As noted by Drs. Sprott and Ramirez, rats and mice are the species of choice for most animal aging studies. Most rodents used in aging studies must be cared for and maintained for 3 or more years, therefore requiring considerable financial investment. However, senescence-accelerated mice (SAM) undergo significant aging changes by the age of 6 months and have been under development by Dr. Takeda and others since 1970. Using genetic selection for senescence, Dr. Takeda and colleagues have developed several lines of mice that are senescence-prone and several lines that are senescence-resistant. These strains were developed based on grading scores for senescence, life span, and pathologic phenotypes; their importance as aging models is described in this article. Dr. McClearn examines the value of sampling the totality of genetic information available within a species (in this case, Mus musculus), using standardized genetically heterogeneous stocks in special breeding crosses to evaluate potential behavioral and physiologic biomarkers of aging. He also explores advancements in our ability to genetically engineer mice, wherein specific genes can be added or deleted for studying the effects of these altered genes on aging.

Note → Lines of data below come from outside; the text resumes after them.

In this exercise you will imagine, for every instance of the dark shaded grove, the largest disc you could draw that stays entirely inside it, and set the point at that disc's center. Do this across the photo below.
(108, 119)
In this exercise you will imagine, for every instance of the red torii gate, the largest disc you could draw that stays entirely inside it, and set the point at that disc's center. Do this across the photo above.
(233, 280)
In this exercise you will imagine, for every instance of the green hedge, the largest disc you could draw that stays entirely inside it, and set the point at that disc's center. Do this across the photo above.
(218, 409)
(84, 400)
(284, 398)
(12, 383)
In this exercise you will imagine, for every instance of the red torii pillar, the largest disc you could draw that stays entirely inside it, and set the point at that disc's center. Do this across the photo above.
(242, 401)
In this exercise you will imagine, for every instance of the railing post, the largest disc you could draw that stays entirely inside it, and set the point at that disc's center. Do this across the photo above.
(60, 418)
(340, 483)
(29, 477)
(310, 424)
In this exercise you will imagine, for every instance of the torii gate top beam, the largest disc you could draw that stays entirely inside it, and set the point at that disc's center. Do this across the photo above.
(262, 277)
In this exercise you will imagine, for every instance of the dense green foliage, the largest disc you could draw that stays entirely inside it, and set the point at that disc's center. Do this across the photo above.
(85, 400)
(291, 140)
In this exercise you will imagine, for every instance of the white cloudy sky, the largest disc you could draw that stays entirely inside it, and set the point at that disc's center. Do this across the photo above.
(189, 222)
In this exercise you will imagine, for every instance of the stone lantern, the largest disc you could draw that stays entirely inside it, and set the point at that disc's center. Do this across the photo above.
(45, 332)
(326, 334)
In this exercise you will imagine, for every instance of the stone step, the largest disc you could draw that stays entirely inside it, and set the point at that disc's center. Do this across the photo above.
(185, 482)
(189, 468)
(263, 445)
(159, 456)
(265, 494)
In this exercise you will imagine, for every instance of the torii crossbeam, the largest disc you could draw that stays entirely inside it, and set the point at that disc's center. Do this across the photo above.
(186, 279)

Dr. Richardson and colleagues note the importance of animal models, also stressing the complexity of whole animal studies used in aging or age-related disease processes. It is often difficult to establish cause-effect relationships between expression of a gene and phenotypic/physiologic changes due to inherent compensation mechanisms for genetic change and the potential effects of insertion of genes on the expression of endogenous genes.

Dr. Austad's article describes why birds, with an average longevity that is 2 to 3 times that of mammals with equivalent body mass an especially effective mechanisms for protecting against the accumulations of oxidative damage, make good animal models. He also discusses the study of small nonhuman primates, who have a closer evolutionary relationship to people than birds. The advantages of smaller monkeys over the larger nonhuman primates are that they reach sexual maturity relatively quickly, reproduce readily, and are less costly to house and maintain than the larger species of primates; yet they still provide the genetic similarities to humans that the nonprimates cannot.

The use of animal models in well-designed, controlled research projects will continue to provide valuable information on aging. The articles in this issue describe models that will help us understand how to help individuals live healthier, longer, and productive lives and to assist society in understanding what is necessary to increase life span without decreasing the quality of life.

1US Department of Commerce. 1992. An Aging World II. In: US Bureau of Census International Population reports. Washington, DC: GPO. p 25, 92-93.